A 'tornado' tore through a boatyard, sending boats flying into the air over the weekend.

Richard Attwell was in the office of West Solent Boat Builders when the gate flew open and stones were blown into the air by the fierce wind.

He quickly put on his waterproofs and went outside to find an entire row of fibreglass and wooden dinghies had been turned upside down.

The tornado lasted for about 20 seconds but in that time damaged 20 boats at the business Keyhaven near Lymington for 50 years.

It struck at 9.45am on Saturday when fortunately nobody was outside in the yard.

Richard is owner of the business that maintains and stores boats as well as craning them in and out of the water.

He said: “It was raining heavily and I was inside then noticed the gate swing open violently and stones started flicking up.

“I put on my coat then went outside and saw what it had done to a row of dinghies.

“We have three rows of dinghies and it was only the middle row that was affected, which suggests it was a tornado.
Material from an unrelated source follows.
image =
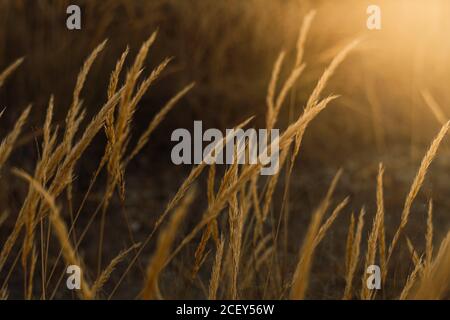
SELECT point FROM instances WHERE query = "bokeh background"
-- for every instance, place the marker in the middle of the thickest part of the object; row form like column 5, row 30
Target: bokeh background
column 390, row 88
“About 20 dinghies were damaged, with four quite badly.

“The business has been here for 50 years and nothing like this has ever happened before.

“I didn’t actually see the funnel shape of a tornado as you do on the TV, but apparently they are quite common in this country but we just never usually see them.”

On average England is hit by about 34 tornadoes a year – which works out at 2.2 per 10,000km sq.

In 2005 a twister in Birmingham that recorded speeds of 130mph injured 19 people, causing £40million of damage and tearing up more than 1,000 trees.

And, a year later, a tornado in Kensal Green, North-West London, wrecked property worth £10million in just two minutes.